What we do is modular squaring iterations:

x := x^2 mod M,

where M== 2^p - 1, i.e. M is the Mersenne number that we test.

Realize that working modulo 2^p - 1 means that 2^p == 1, which corresponds to a circular convolution of size p bits. We use the "Irrational Base Discrete Weighted Transform", IBDWT [1] introduced by Crandall/Fagin to turn this into a convolution of a convenient size N "words", where each word contains about 18bits, so Words ~= p/18. For example our prime of interest M52 was tested with a FFT of size 7.5M == 1024 * 15 * 512.

The FFT is a double precision (FP64) floating point FFT. Depending on the FFT size we can make use of about 18bits per FFT "word", where a "word" corresponds to one FP64 value.

Some tricks involved up to this point are: one FFT size halving and the modular reduction for free because of IBDWT. Another FFT size halving because turning the real input/output values into complex numbers in the FFT.

The FFT implementation that we found appropriate for GPUs is the "matrix FFT", which splits the FFT of size N=A*B into sub-FFTs of size A, one matrix multiplication with about A*B twiddle factors, and sub-FFTs of size B. In practice we split the FFT into three dimensions, e.g. for M52 we used: 7.5M == 1024 * 15 * 512.

We implement in a workgroup one FFT of size 1024 or 512. These are usually base-4 FFTs, with transpositions using LDS (Local Data Share, local per-workgroup memory in OpenCL).

The convolution is formed of:

   - forward FFT
   - element-wise multiplication
   - inverse FFT

After the inverse FFT, we also need to do Carry propagation which properly turns the convolution into a multi-word multiplication.

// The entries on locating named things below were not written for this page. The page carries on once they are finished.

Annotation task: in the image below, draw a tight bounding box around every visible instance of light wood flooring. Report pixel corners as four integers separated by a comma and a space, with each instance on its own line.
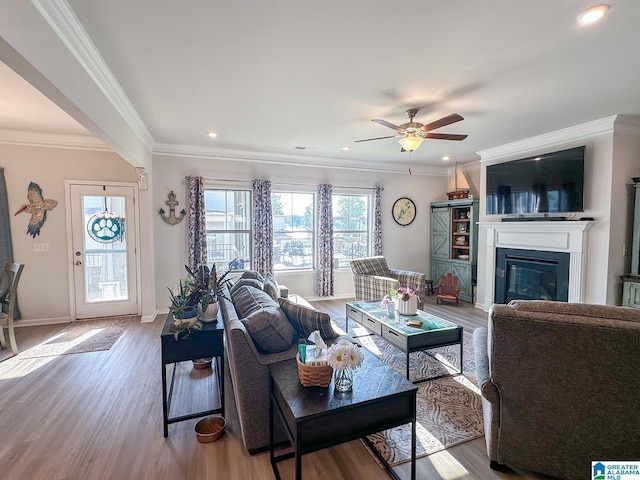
0, 297, 543, 480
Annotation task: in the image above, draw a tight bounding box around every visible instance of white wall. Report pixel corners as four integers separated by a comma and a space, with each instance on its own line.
477, 116, 640, 308
0, 144, 137, 321
153, 155, 456, 308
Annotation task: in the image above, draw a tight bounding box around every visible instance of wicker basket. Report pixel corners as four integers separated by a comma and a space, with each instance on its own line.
296, 355, 333, 387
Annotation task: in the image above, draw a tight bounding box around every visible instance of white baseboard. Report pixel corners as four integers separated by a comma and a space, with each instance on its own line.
13, 317, 71, 327
302, 292, 353, 302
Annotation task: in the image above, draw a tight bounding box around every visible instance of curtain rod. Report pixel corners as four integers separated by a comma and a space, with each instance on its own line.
184, 175, 376, 190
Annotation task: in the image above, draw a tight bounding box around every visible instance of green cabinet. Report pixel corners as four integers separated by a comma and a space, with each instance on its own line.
431, 199, 478, 302
622, 177, 640, 308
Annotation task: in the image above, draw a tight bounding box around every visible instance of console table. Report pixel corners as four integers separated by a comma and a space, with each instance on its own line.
160, 313, 224, 437
269, 348, 418, 480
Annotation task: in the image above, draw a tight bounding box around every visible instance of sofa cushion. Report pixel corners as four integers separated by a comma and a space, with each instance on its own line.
240, 270, 264, 282
229, 278, 263, 295
278, 298, 340, 341
241, 306, 296, 353
231, 285, 278, 319
262, 272, 280, 300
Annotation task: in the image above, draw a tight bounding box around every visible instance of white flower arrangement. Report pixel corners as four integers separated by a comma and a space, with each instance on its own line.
327, 339, 364, 370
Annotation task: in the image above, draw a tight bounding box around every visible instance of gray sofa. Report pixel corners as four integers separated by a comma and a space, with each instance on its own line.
221, 282, 344, 454
474, 300, 640, 479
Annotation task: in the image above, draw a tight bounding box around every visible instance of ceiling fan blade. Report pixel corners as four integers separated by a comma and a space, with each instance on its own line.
422, 113, 464, 132
371, 118, 400, 131
424, 133, 469, 140
355, 135, 397, 143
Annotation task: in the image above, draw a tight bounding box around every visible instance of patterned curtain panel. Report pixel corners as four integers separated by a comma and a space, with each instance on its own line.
187, 177, 207, 270
316, 184, 334, 297
373, 187, 384, 255
0, 167, 20, 318
253, 180, 273, 275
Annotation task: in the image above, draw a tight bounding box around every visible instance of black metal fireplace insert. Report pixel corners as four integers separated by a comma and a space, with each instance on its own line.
495, 248, 569, 303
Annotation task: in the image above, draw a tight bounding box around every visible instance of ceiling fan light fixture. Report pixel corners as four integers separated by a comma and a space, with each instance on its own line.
398, 134, 424, 152
578, 4, 609, 24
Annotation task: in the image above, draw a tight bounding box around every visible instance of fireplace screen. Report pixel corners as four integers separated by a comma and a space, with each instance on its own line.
495, 248, 569, 303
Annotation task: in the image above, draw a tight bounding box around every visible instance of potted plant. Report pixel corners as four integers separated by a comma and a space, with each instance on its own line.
396, 287, 420, 315
168, 280, 202, 340
185, 263, 231, 322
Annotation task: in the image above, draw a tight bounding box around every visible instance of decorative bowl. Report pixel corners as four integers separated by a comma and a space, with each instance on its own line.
195, 415, 227, 443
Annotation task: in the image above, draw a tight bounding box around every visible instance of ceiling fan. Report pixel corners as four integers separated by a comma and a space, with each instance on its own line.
356, 108, 467, 152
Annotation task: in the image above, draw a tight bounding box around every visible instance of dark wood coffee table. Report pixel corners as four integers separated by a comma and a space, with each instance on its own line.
345, 300, 464, 383
269, 348, 417, 480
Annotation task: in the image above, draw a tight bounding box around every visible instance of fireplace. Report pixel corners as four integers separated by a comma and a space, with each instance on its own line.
495, 248, 570, 303
478, 220, 595, 311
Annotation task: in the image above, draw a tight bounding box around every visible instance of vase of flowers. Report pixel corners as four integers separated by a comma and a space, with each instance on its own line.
381, 295, 396, 315
396, 287, 420, 315
327, 339, 364, 392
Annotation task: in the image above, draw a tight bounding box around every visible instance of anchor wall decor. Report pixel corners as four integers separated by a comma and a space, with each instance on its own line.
158, 190, 187, 225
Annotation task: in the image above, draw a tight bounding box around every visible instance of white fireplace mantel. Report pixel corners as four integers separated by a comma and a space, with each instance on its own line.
479, 221, 595, 310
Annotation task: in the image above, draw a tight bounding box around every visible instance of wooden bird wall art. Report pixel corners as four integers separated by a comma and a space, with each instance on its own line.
14, 182, 58, 238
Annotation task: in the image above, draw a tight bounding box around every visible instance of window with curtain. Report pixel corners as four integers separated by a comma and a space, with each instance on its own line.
204, 189, 252, 272
332, 194, 371, 268
271, 192, 315, 270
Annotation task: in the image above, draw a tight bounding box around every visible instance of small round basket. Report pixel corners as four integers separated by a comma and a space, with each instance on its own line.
296, 355, 333, 387
193, 358, 213, 370
195, 416, 226, 443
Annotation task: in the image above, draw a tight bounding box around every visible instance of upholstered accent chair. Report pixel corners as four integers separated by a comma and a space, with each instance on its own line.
351, 256, 426, 308
0, 263, 24, 355
473, 300, 640, 479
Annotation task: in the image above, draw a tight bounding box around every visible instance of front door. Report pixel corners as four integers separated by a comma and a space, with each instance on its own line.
69, 184, 138, 318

For performance we merge a few logical kernels that are invoked in succession into a single big kernel, where possible. The main advantage of doing so is that the data does not need to transit through "global memory" (VRAM) anymore but stays local to the workgroup, which is a large gain.

So, to recap:

   - multiplication via convolution
   - convolution via FP64 FFT, achieving about 18bits per FP64 word
   - modular reduction for free through IBDWT

[1] https://en.wikipedia.org/wiki/Irrational_base_discrete_weigh...*
1 comments

Thank you very much for the answers, very informative!

And congratulations on the discovery!